Anche il bisogno di spiritualità, che si innesta nel vivere, si può orientare in chiave etica se fa perno sull’autenticità, sulla vita che accomuna, sulla resistenza all’egoismo, all’indifferenza, all’ingiustizia e sulla prossimità. «Prendere sul serio le narrazioni emergenti nelle culture urbane e partecipare, come credenti, ai movimenti sociali e cooperativi che sono presenti nella città – ha concluso – comporta definire una riflessione teologica ed etica. Essa non può solo guardare alla città come destinataria di una proposta pre-confezionata. Neppure può muovere dalla città lasciandosi provocare dai suoi ambivalenti vissuti. Ma deve essere un’operazione creativa fatta “con” la città».
La libertà religiosa si fonda sulla dignità della persona e si esercita nella coscienza individuale. È partita da Dignitatis humanae la riflessione di Giulio Osto (docente di teologia fondamentale alla Facoltà teologica del Triveneto) che, attraverso due documenti (La libertà religiosa per il bene di tutti della Commissione teologica internazionale e il Documento sulla fratellanza umana firmato da papa Francesco e dal grande imam Ahmad Al-Tayyeb) e due termini (eleutheria e philadelphia), ha messo in luce come la dignità dica l’universalità dell’umano: «L’umano è la cifra universale ed è il linguaggio che Dio ha scelto per essere di tutti: è la grammatica e la sintassi comune». La fratellanza – ha proseguito – «è ciò che consente agli uguali di essere persone diverse».

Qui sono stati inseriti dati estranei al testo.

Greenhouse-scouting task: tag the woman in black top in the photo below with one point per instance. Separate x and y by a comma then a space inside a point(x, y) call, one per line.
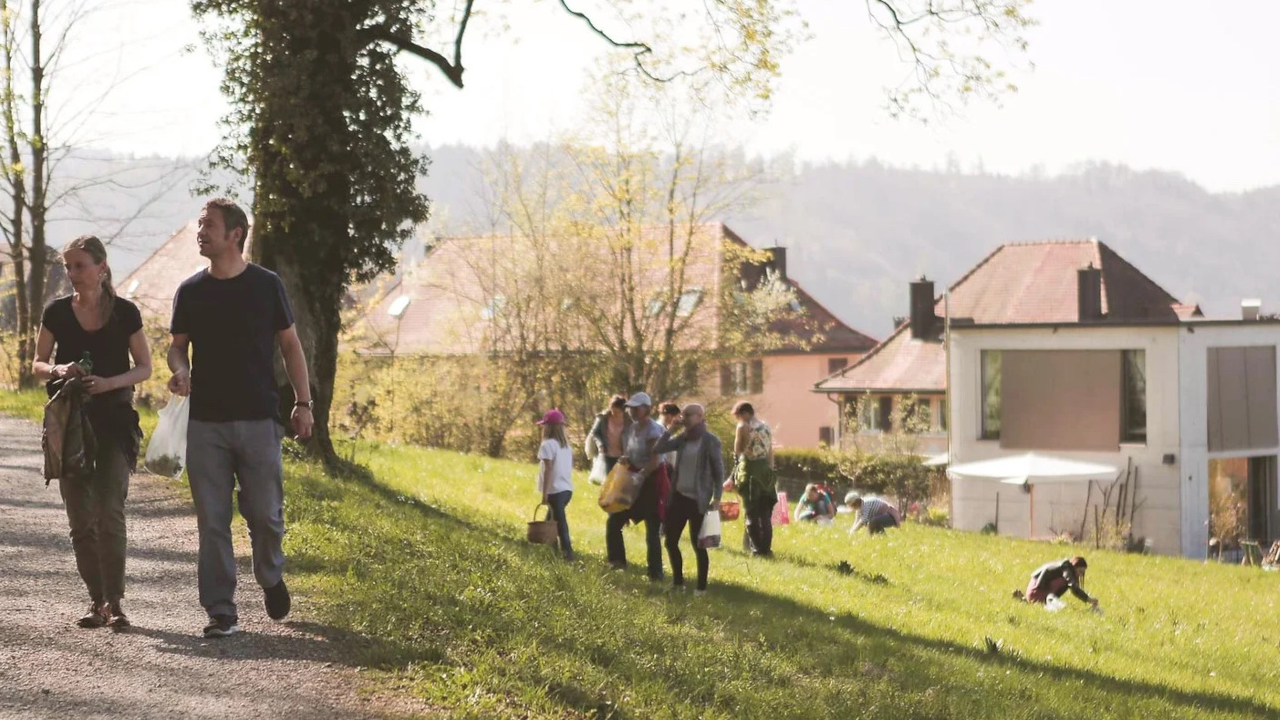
point(94, 320)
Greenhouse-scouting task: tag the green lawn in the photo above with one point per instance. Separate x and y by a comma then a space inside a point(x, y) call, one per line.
point(425, 559)
point(430, 559)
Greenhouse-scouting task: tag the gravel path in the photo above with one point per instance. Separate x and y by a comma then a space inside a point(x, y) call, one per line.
point(161, 668)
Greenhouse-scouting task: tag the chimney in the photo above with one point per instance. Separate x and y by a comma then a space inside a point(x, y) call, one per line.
point(922, 309)
point(778, 261)
point(1089, 294)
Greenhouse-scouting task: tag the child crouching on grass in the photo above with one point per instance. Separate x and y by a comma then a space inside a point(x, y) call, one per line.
point(556, 474)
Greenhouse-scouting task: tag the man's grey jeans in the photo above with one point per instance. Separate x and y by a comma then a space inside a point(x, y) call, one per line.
point(220, 456)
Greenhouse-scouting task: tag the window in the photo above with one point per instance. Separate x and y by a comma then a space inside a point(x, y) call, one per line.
point(990, 395)
point(736, 378)
point(826, 436)
point(868, 414)
point(1133, 396)
point(689, 301)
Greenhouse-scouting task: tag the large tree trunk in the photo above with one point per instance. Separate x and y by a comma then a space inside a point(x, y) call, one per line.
point(318, 320)
point(39, 205)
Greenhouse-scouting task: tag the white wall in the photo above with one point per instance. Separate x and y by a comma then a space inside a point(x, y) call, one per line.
point(1194, 340)
point(1060, 506)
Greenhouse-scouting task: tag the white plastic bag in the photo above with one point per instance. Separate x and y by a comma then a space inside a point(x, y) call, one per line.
point(709, 537)
point(599, 470)
point(167, 452)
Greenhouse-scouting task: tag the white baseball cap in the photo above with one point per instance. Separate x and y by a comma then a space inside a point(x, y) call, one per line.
point(640, 399)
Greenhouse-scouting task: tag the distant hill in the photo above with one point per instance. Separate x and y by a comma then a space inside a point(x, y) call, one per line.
point(858, 232)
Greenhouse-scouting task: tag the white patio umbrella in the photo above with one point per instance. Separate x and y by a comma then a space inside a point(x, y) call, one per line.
point(1029, 469)
point(937, 460)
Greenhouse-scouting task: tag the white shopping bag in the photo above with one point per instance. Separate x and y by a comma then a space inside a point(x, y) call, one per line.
point(167, 452)
point(599, 470)
point(709, 537)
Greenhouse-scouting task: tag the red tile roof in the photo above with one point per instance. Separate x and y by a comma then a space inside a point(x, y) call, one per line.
point(1018, 283)
point(152, 283)
point(447, 302)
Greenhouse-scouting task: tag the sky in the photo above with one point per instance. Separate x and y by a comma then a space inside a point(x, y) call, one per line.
point(1173, 85)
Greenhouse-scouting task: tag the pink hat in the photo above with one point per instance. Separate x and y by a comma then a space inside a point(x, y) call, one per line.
point(552, 418)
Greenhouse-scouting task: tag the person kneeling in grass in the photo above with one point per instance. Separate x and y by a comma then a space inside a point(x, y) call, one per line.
point(1056, 578)
point(556, 474)
point(694, 492)
point(816, 506)
point(873, 513)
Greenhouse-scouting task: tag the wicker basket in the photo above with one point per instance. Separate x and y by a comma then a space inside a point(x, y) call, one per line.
point(542, 532)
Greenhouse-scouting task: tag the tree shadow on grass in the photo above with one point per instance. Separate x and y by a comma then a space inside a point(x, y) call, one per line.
point(305, 641)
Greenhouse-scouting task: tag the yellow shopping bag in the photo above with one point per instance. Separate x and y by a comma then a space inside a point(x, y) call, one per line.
point(620, 490)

Un’etica nella città plurale si costruisce allora a partire da ciò che è comune, da quei «punti di universalità» che fanno perno sull’umano, che sono di tutti e per tutti, per la promozione della cultura della tolleranza, per la custodia della famiglia e del senso religioso, del povero e dell’innocente. «Custodire e promuovere la libertà religiosa, seminare fratellanza e riconoscere ciò che ci accomuna – ha concluso – è la via per vivere assieme nella città plurale».